Statistical tests are narrowly focused tools: they address specific questions under defined assumptions. For example, the t-test focuses on differences in mean values and relies on stringent assumptions about data distribution. While these tests are powerful, they do not provide a complete picture of the data. Exploratory techniques can often reveal patterns and insights beyond what statistical tests alone can show.
Exploratory techniques can prove quite revealing. We can, for example, explore differences in site concentrations across all ranges of values using an empirical QQ plot. Given the skewed nature of our data, we will focus on the transformed values identified in the previous section. Additionally, a density plot is included to help interpret the QQ plot.
eda_qq(Ref, Cont, p = -0.35)
eda_dens(Ref, Cont, p = -0.35)
Here are some takeaways from the plots:
The QQ plot suggests that the shapes of the distributions are similar, which is expected given that the transformation rendered both datasets approximately Normal. However, their spreads differ, with the contaminated site showing greater variability in TCB concentrations.

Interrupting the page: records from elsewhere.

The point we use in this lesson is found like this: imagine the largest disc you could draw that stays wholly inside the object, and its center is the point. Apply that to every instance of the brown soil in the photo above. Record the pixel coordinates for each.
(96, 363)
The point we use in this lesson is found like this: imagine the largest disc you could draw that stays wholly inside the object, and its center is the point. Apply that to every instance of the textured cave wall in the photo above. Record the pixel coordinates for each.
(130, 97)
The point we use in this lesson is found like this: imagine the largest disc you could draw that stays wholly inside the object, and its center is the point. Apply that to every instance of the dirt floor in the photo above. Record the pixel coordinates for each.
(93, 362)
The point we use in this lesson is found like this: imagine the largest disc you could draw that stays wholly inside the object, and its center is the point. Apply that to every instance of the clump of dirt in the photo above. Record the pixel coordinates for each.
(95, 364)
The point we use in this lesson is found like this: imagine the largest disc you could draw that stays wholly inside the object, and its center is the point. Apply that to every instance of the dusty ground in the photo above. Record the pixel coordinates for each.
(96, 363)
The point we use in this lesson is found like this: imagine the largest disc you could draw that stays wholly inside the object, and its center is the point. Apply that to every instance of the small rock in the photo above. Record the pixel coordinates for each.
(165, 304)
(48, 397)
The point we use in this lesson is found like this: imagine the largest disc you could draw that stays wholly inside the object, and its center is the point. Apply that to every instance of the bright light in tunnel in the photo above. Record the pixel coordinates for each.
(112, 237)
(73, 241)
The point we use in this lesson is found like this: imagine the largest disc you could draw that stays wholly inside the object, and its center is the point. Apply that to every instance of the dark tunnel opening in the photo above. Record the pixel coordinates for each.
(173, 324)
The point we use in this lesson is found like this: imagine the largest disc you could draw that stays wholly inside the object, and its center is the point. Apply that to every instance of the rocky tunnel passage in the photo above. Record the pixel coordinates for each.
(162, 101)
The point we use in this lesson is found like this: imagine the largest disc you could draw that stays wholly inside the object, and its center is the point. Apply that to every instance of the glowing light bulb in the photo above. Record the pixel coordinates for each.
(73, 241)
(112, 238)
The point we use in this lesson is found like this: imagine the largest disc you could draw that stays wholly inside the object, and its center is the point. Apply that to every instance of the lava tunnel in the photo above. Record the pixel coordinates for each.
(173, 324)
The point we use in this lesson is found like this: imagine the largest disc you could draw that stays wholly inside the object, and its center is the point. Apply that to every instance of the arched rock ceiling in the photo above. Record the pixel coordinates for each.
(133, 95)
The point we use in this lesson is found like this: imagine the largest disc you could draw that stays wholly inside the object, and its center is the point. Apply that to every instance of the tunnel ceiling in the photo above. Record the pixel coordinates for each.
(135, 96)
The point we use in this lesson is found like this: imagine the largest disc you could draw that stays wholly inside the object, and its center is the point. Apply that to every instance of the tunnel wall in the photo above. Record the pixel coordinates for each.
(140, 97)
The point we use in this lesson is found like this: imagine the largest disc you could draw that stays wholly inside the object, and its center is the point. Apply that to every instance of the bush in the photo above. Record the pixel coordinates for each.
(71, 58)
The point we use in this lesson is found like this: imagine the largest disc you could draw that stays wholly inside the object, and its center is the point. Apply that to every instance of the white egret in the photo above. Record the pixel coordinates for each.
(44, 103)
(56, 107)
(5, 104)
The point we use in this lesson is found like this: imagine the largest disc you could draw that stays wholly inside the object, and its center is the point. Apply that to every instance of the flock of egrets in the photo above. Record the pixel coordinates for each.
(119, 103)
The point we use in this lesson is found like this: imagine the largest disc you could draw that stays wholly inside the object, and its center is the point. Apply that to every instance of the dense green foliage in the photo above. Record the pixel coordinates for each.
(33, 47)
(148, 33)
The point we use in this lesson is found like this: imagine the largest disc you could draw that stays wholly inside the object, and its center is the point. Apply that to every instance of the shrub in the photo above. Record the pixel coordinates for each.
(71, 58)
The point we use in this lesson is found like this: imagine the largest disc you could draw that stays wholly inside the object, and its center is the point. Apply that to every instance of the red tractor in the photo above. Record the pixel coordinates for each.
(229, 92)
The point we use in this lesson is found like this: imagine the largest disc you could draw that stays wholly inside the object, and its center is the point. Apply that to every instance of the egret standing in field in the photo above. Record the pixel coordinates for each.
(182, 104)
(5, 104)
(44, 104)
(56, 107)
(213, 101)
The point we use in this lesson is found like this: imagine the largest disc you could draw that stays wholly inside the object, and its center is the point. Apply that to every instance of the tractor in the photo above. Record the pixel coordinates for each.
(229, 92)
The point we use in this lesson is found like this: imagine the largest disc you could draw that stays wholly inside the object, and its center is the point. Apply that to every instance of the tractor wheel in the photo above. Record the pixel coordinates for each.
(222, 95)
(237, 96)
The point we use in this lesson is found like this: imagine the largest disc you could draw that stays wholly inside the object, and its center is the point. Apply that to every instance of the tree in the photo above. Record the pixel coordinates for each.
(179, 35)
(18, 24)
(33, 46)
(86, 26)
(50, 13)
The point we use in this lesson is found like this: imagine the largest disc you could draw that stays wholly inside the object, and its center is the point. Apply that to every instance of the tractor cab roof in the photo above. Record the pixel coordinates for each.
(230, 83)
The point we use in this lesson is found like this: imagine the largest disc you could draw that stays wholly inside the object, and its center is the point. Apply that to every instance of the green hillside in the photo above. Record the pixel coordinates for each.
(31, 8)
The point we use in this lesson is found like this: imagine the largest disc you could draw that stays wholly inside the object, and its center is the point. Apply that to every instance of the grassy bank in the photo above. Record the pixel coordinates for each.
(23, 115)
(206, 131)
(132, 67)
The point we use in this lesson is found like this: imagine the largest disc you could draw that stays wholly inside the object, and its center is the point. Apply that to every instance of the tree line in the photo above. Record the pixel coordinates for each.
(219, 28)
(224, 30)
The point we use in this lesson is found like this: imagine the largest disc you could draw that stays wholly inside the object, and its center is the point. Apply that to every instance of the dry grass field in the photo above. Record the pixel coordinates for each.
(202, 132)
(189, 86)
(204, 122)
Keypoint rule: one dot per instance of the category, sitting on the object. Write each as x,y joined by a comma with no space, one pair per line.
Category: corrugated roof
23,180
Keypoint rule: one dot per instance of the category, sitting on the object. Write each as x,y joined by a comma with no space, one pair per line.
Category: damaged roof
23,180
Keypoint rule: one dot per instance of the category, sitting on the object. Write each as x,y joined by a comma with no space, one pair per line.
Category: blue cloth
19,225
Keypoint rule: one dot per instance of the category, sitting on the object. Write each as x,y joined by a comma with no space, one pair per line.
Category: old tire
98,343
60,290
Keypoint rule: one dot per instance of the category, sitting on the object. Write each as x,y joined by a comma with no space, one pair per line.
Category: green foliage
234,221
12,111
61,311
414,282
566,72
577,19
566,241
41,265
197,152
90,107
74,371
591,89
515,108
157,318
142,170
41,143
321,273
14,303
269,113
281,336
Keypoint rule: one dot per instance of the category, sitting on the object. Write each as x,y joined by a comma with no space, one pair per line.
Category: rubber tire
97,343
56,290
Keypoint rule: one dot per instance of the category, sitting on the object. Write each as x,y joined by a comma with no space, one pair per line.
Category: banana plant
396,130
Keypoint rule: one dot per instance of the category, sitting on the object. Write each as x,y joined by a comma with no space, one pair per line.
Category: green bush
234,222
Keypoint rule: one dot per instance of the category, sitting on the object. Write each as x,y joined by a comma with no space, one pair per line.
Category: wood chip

The QQ plot highlights a striking pattern: the bottom half of the measured concentrations at the contaminated site are consistently lower than those at the reference site when ranked by order. Conversely, the top half of concentrations are greater at the contaminated site, suggesting that additional remediation may be needed to address elevated TCB levels in some locations.
A key insight from the QQ plot is the apparent multiplicative relationship between the datasets. Concentrations at the contaminated site appear to be approximately twice those at the reference site, when compared on the transformed scale. This observation is specific to the transformed data and reflects the nature of the re-expression. For instance, if the smallest concentration at the reference site is \(-2\), the smallest concentration at the contaminated site would be \(-2 \times 2 = -4\) (when measured on a \(-0.35\) power scale). On the original scale, the relationship translates to \(Cont = (2 \times Ref^{-0.35})^{1/-0.35}\).
This exercise underscores the value of exploratory data analysis (EDA). By using visualization tools such as QQ plots, we gain a deeper understanding of the relationships between the two datasets. These insights extend far beyond the scope of a simple comparison of means, revealing patterns and variability that might otherwise be missed.
24.5 References
Millard S.P, Neerchal N.K., Environmental Statistics with S-Plus, 2001.